Los ataques de Navalni perjudican entonces directamente a Putin. En este sentido, Navalni no se asemeja a los objetivos trotskistas de Stalin, sino al propio Trotski… y debe ser eliminado.
A los temores de Putin se suma la posibilidad de que esté teniendo lugar un golpe palaciego en cámara lenta. Desde la anexión de Crimea, las sanciones de Occidente estrangularon a la economía rusa y generaron resentimiento entre las elites políticas del país, que anhelan acceder a sus cuentas en los bancos suizos y a sus villas en Italia.

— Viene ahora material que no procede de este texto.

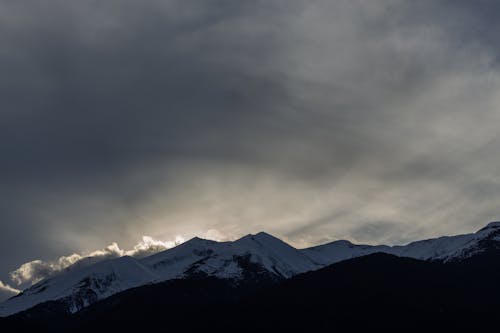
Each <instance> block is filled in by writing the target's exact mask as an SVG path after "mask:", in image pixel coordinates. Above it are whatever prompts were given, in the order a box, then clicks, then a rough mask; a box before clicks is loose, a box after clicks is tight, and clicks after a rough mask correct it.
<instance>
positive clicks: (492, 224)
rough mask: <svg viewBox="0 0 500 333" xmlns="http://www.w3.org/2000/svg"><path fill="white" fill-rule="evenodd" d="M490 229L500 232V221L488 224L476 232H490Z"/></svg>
mask: <svg viewBox="0 0 500 333" xmlns="http://www.w3.org/2000/svg"><path fill="white" fill-rule="evenodd" d="M490 229H499V230H500V221H493V222H490V223H488V224H487V225H486V226H485V227H483V228H481V229H479V231H478V232H481V231H484V230H490Z"/></svg>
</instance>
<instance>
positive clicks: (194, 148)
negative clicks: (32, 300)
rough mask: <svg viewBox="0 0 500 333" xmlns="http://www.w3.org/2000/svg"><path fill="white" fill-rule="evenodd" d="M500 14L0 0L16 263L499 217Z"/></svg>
mask: <svg viewBox="0 0 500 333" xmlns="http://www.w3.org/2000/svg"><path fill="white" fill-rule="evenodd" d="M499 12H500V5H498V4H497V2H496V1H493V0H492V1H487V0H484V1H481V0H478V1H465V0H464V1H460V0H456V1H451V0H450V1H444V0H441V1H440V0H435V1H430V0H429V1H425V0H424V1H409V0H408V1H398V0H366V1H361V0H339V1H327V0H311V1H295V0H286V1H285V0H283V1H274V0H271V1H232V0H214V1H201V0H200V1H183V0H176V1H175V0H171V1H168V0H163V1H153V0H144V1H140V2H138V1H132V0H128V1H127V0H125V1H124V0H120V1H118V0H107V1H91V0H82V1H76V2H75V1H63V0H46V1H43V0H42V1H40V0H26V1H25V0H20V1H5V2H2V3H0V45H1V49H0V73H2V75H0V153H1V163H0V184H1V186H0V198H1V200H0V253H1V255H0V279H3V280H4V281H7V278H8V272H10V271H13V270H15V269H16V268H17V267H19V266H20V265H21V264H22V263H24V262H32V261H33V260H43V261H44V262H52V263H55V262H56V260H54V258H59V257H60V256H61V255H63V254H66V253H90V252H92V251H94V250H95V249H99V248H105V246H106V245H107V244H110V243H111V242H118V243H119V244H120V245H123V246H124V247H125V248H132V247H133V244H136V242H137V241H138V240H139V239H140V238H141V236H142V235H144V234H147V235H151V236H153V237H154V238H155V239H161V240H169V239H170V240H171V239H174V238H175V236H176V235H178V236H181V237H183V238H189V237H192V236H194V235H212V238H217V239H234V238H236V237H238V236H241V235H243V234H246V233H249V232H257V231H261V230H265V231H267V232H270V233H273V234H275V235H276V236H279V237H282V238H284V239H285V240H288V241H289V242H291V243H292V244H294V245H296V246H299V247H300V246H308V245H311V244H317V243H320V242H325V241H328V240H333V239H339V238H346V239H350V240H352V241H356V242H367V243H391V244H394V243H404V242H408V241H410V240H415V239H420V238H425V237H431V236H435V235H441V234H450V233H451V234H456V233H462V232H472V231H474V230H475V229H478V228H480V227H481V226H482V225H484V224H486V223H487V222H488V221H490V220H495V219H499V218H500V213H499V210H498V202H500V174H499V171H498V170H500V157H499V156H498V151H499V149H500V138H499V135H498V133H499V131H498V125H499V122H500V112H499V105H500V94H499V91H500V69H499V67H498V64H499V61H498V60H499V54H500V53H499V51H500V45H499V44H498V41H497V39H498V38H497V37H498V35H499V33H500V23H499V21H498V20H497V19H496V13H499ZM4 289H5V286H3V285H0V290H4Z"/></svg>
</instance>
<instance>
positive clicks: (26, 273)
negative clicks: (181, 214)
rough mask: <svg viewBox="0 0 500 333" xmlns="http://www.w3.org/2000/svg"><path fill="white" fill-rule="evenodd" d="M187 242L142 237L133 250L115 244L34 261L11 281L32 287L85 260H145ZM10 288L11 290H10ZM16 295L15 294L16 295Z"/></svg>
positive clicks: (17, 271)
mask: <svg viewBox="0 0 500 333" xmlns="http://www.w3.org/2000/svg"><path fill="white" fill-rule="evenodd" d="M184 241H185V238H184V237H183V236H179V235H178V236H176V237H175V239H174V240H170V241H160V240H156V239H154V238H152V237H150V236H142V240H141V241H140V242H139V243H137V244H136V245H135V246H134V247H133V248H132V249H131V250H124V249H121V248H120V246H119V245H118V243H116V242H113V243H111V244H110V245H108V246H107V247H106V248H104V249H100V250H96V251H92V252H89V253H73V254H71V255H68V256H61V257H59V259H57V260H54V261H43V260H39V259H38V260H33V261H30V262H27V263H24V264H22V265H21V266H19V268H17V269H16V270H14V271H12V272H11V273H10V279H11V280H12V282H13V283H15V284H16V285H17V286H30V285H33V284H35V283H37V282H40V281H41V280H43V279H45V278H47V277H50V276H53V275H54V274H56V273H58V272H60V271H62V270H64V269H65V268H67V267H69V266H71V265H73V264H75V263H77V262H79V261H80V260H82V259H84V258H92V259H94V260H93V261H94V262H97V261H101V260H105V259H111V258H117V257H122V256H131V257H136V258H143V257H146V256H149V255H152V254H155V253H158V252H161V251H164V250H166V249H169V248H172V247H174V246H176V245H179V244H181V243H183V242H184ZM0 282H1V281H0ZM9 288H10V289H9ZM3 289H6V290H10V291H12V292H15V291H17V292H19V291H18V290H17V289H14V288H12V287H9V286H8V285H3V284H0V290H3ZM14 294H15V293H14Z"/></svg>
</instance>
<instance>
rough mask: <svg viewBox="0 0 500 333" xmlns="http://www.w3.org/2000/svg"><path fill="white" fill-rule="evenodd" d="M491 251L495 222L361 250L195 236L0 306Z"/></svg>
mask: <svg viewBox="0 0 500 333" xmlns="http://www.w3.org/2000/svg"><path fill="white" fill-rule="evenodd" d="M488 249H500V222H492V223H490V224H488V225H487V226H485V227H484V228H482V229H480V230H479V231H477V232H476V233H473V234H466V235H458V236H446V237H439V238H434V239H428V240H422V241H417V242H412V243H410V244H408V245H402V246H392V247H391V246H386V245H379V246H371V245H356V244H352V243H351V242H349V241H342V240H341V241H335V242H331V243H328V244H323V245H319V246H315V247H311V248H307V249H301V250H298V249H296V248H294V247H292V246H290V245H288V244H287V243H285V242H283V241H282V240H280V239H278V238H276V237H273V236H271V235H269V234H266V233H264V232H261V233H258V234H255V235H247V236H244V237H242V238H240V239H238V240H236V241H233V242H216V241H211V240H205V239H201V238H197V237H195V238H193V239H191V240H189V241H187V242H185V243H183V244H180V245H178V246H176V247H174V248H171V249H168V250H166V251H163V252H160V253H157V254H154V255H151V256H148V257H145V258H142V259H136V258H132V257H128V256H124V257H120V258H116V259H110V260H105V261H98V262H95V260H94V259H92V258H88V259H83V260H80V261H78V262H77V263H76V264H74V265H73V266H70V267H68V268H66V269H65V270H63V271H61V272H60V273H59V274H57V275H55V276H53V277H51V278H48V279H45V280H43V281H41V282H39V283H37V284H35V285H33V286H32V287H31V288H29V289H26V290H25V291H24V292H22V293H21V294H19V295H17V296H15V297H13V298H11V299H9V300H7V301H5V302H3V303H0V316H8V315H11V314H14V313H17V312H20V311H23V310H26V309H29V308H31V307H33V306H35V305H37V304H40V303H43V302H47V301H53V300H58V301H62V302H64V303H65V304H66V306H67V309H68V311H70V312H76V311H79V310H80V309H82V308H83V307H86V306H88V305H90V304H92V303H95V302H97V301H99V300H101V299H104V298H106V297H109V296H111V295H113V294H116V293H118V292H121V291H124V290H127V289H130V288H134V287H139V286H142V285H145V284H150V283H158V282H161V281H166V280H170V279H176V278H189V277H191V276H198V275H200V274H201V275H202V276H212V277H218V278H224V279H234V280H242V279H247V278H249V277H251V278H255V277H257V278H269V277H272V278H276V279H282V278H290V277H292V276H294V275H297V274H299V273H303V272H307V271H311V270H315V269H319V268H321V267H324V266H327V265H331V264H333V263H336V262H339V261H342V260H346V259H351V258H355V257H360V256H364V255H368V254H372V253H375V252H384V253H389V254H393V255H397V256H401V257H411V258H416V259H422V260H439V261H444V262H448V261H456V260H463V259H466V258H469V257H471V256H474V255H476V254H478V253H481V252H484V251H487V250H488Z"/></svg>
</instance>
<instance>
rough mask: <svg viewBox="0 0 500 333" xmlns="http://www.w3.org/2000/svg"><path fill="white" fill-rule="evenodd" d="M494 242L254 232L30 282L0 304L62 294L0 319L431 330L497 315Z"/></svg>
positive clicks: (241, 326) (136, 326)
mask: <svg viewBox="0 0 500 333" xmlns="http://www.w3.org/2000/svg"><path fill="white" fill-rule="evenodd" d="M499 233H500V225H499V224H498V223H492V224H489V225H488V226H487V227H485V228H483V229H481V230H479V231H478V232H477V233H474V234H469V235H459V236H452V237H441V238H437V239H432V240H426V241H419V242H415V243H411V244H409V245H407V246H398V247H388V246H376V247H372V246H366V245H354V244H351V243H349V242H346V241H340V242H333V243H330V244H325V245H322V246H319V247H314V248H310V249H303V250H297V249H295V248H293V247H291V246H289V245H288V244H286V243H284V242H282V241H281V240H279V239H277V238H275V237H272V236H270V235H268V234H265V233H260V234H257V235H248V236H245V237H243V238H241V239H239V240H237V241H234V242H223V243H218V242H213V241H206V240H201V239H193V240H191V241H188V242H186V243H184V244H182V245H180V246H178V247H176V248H173V249H171V250H167V251H165V252H162V253H159V254H156V255H153V256H151V257H147V258H144V259H141V260H137V259H134V258H130V257H123V258H119V259H115V260H110V261H103V262H100V263H97V264H95V265H91V266H86V267H83V268H79V269H70V270H68V272H65V273H63V274H60V275H59V276H57V277H54V278H53V279H50V280H46V281H42V282H41V283H39V284H37V285H35V286H34V287H33V288H31V289H29V290H28V291H25V293H24V294H22V295H20V296H17V297H15V298H13V299H11V300H9V301H8V302H7V303H4V304H6V305H7V306H9V305H11V304H22V302H24V299H23V298H26V299H35V300H37V297H39V299H42V300H43V299H44V298H43V297H42V296H43V295H44V294H46V293H47V292H51V293H53V294H54V295H56V296H57V293H60V294H62V295H66V296H64V297H54V298H52V299H45V301H39V302H38V303H36V304H33V305H35V307H33V308H31V309H29V310H27V311H24V312H19V313H17V314H15V315H13V316H11V317H8V318H6V319H3V320H2V321H3V325H5V326H12V325H13V326H14V327H22V328H23V329H29V328H30V326H33V327H37V328H38V329H40V327H41V328H46V329H48V330H50V331H53V330H57V329H61V330H63V331H67V330H77V329H81V330H83V331H88V330H92V329H95V328H96V327H99V328H104V327H107V325H111V326H110V327H109V328H110V329H118V328H120V329H124V330H126V329H129V328H131V327H136V328H138V329H139V328H144V327H151V328H152V327H155V326H158V327H165V329H167V327H168V328H179V329H180V328H183V329H203V328H206V327H207V325H209V326H210V327H213V328H218V329H220V330H223V329H227V328H231V329H233V330H240V331H241V330H244V329H251V328H253V329H264V328H265V325H267V326H268V327H273V328H277V329H279V328H288V329H291V328H297V327H303V328H304V329H307V328H308V327H312V328H322V327H329V325H334V324H335V325H341V324H342V325H344V324H345V325H348V323H349V322H350V321H351V320H354V322H355V324H356V325H365V324H366V323H365V322H359V320H358V319H357V318H358V317H359V316H361V317H363V318H372V320H376V321H378V319H380V318H385V317H387V315H388V314H390V316H391V321H390V322H391V323H393V324H399V323H404V322H405V321H421V320H422V319H423V318H425V319H426V320H431V321H433V322H440V323H442V322H443V320H446V319H450V318H455V317H457V316H459V318H462V319H463V318H470V316H475V315H478V314H481V315H484V314H489V313H493V312H495V311H497V310H500V297H499V296H500V286H498V283H497V282H498V281H500V250H499ZM373 252H375V253H373ZM394 254H398V255H394ZM410 256H412V257H413V258H409V257H410ZM349 258H352V259H349ZM416 258H417V259H416ZM424 259H425V260H424ZM332 263H333V264H332ZM40 295H42V296H40ZM29 297H30V298H29ZM4 309H5V308H4ZM194 318H196V319H194ZM2 321H0V324H2ZM247 321H248V322H247ZM455 322H459V321H455ZM242 323H246V324H244V325H243V324H242ZM242 325H243V326H242Z"/></svg>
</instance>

Tal vez intenten ahora derrocar a Putin en una forma muy similar a la que sufrió Nikita Jrushchov en 1964. Y es de suponer que un Putin humillado sería mucho más fácil de derrocar que un Putin popular.
El surgimiento de místicos y proselitistas con promesas de claridad es una prueba adicional de que el anquilosado régimen ruso ha comenzado a autodestruirse: Grigori Rasputín, un santo autoproclamado, ayudó a abatir a la decaída monarquía imperial; y, en la década de 1980 —cuando ya no había posibilidad de reformar el imperio soviético— los psiquiatras hicieron furor.
En la actualidad, los chamanes políticos de todas las tendencias —desde los comunistas hasta los nacionalistas— están adquiriendo importancia, predicen la inminente muerte de Putin, advierten contra una invasión occidental o china, y especulan que Navalni es un proyecto de los servicios de seguridad rusos que se salió de control. Algunos incluso interpretaron el nombre de Navalni —que se puede traducir como «apartar»— como una señal de que será él quien desplace al putinismo.
De todas formas, como dejó en claro la respuesta del Kremlin ante las protestas, no hay diferencia entre Putin y el Estado. La propuesta de derrocarlo, entonces, resulta especialmente difícil… al menos, por ahora.